Worst Jokes Ever
DO Not Touch - the worst thing you can read in Braille.
Why does Michael Jackson like spaghetti? He likes the little meatballs.
What does Michael Jackson have in common with Kmart?
They're both dead...
Are you my depression, because I’m falling for you?
Ruin a quote by attributing it to the wrong person.
"Don't cry because it is over. Smile because it happened." -Adolf Hitler, 1945.
Why did the slave go to college?
To get his master's degree.
Your hairline is so far back, even the slaves can't plant that shit back.
what do you call a flat road named after George Floyd?
Flat neck road.
Give a man a fish, feed him for a day.
Give a man a poison fish, feed him for a lifetime.
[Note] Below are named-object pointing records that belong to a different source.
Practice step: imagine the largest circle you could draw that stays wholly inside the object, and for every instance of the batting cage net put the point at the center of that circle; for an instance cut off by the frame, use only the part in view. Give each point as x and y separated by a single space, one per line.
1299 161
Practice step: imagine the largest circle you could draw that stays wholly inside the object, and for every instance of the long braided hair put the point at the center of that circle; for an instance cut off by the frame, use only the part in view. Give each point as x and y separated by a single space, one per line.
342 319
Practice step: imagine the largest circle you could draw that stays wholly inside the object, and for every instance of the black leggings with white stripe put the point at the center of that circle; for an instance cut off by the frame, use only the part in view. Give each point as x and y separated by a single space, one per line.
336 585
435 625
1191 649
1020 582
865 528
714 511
What's the difference between a baby and garlic bread? I feel bad when I drop garlic bread.
Helen Keller walked into a bar.
Then a table.
Then a chair.
I bought my blind friend a house on the edge of a cliff.
They died of happiness and a 30 story fall.
My friend was pissed off with me. I was sniffing his sister's knickers. It was worse that they were still on her. It was worse the family were there. It made the rest of her funeral really awkward.
What's the difference between peanut butter and jam? I can't peanut butter my dick up your ass.
Trying to make a baby talk is like trying to negotiate with North Korea.
In life, it’s either yeet or get beat, and I clearly failed yeeting as a child, as my dad beat me.
Why did the lion lose the race? Because he was playing with a cheetah.
Mother, “Johnny, if you keep being this naughty, you’ll get kids who will be very naughty to you!”
Johnny, “Oh mom, you just betrayed yourself there, didn’t you?”
School and Boot Camp are a lot alike. The only difference is that in school, you don't have to get deployed to get shot at.
Me: Have you seen the movie Constipation?
You: No.
Me: Because it hasn’t come out yet! ERMINER!!!!!!!!!!!!!!